There were a couple 32x games that required the 32x and a SegaCD. Being that the SegaCD and 32x didn't have 100% overlap, those games had a smaller TAM than even solely 32x games.

I feel bad for the studios that decided (or were told) to make those games. There was just no way they were going to make a game that would sell well on an uncommon configuration of a dead-end console/accessory.


The difference here being that those enhancement carts would likely cost less then 20$ to manufacture and would either cost a little more then that when sold individually or cost a little bit above the price of a full game when sold bundled with a game.

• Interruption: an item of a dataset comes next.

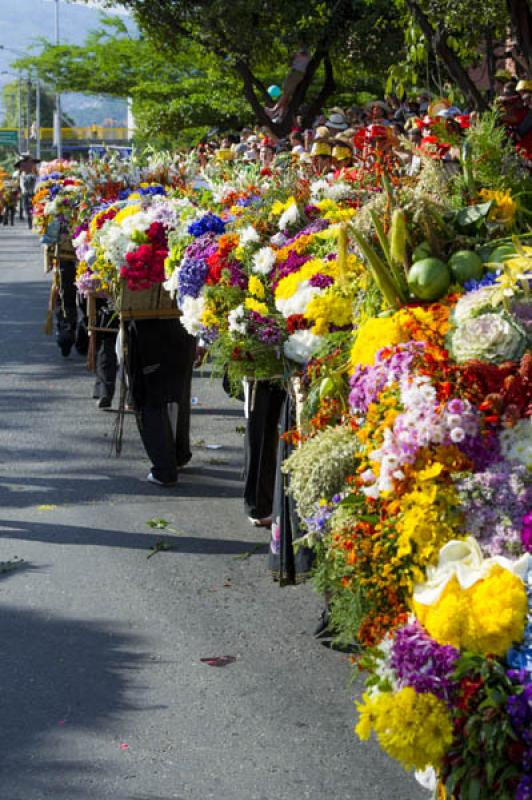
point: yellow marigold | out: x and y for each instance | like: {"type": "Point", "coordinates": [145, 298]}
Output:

I can see how this would create some confusion when buying games (which may be a deal-breaker for nintendo), but I also see more potential in this approach since these carts would be "seeded" by Nintendo's own high volume and highly sought after games, thus getting much more traction than the big console accessories of the competition, which cost around (not 100% sure) 150$. Also, as another poster noted, the n64 had the expansion pak (not too far from the idea of an enhancement cart) introduced a few years into it's life which would end up being bundled with a few games and get fairly wide support on many newer releases, tough most of the games opted for optional support to unlock extra features.


They kind of did that on the Nintendo 64 with the expansion pack for extra RAM: https://nintendo.fandom.com/wiki/Nintendo_64_Expansion_Pak


Nintendo likes to sell its consoles at a profit, so they might have just decided that even an extra $10 per console wasn't worth it.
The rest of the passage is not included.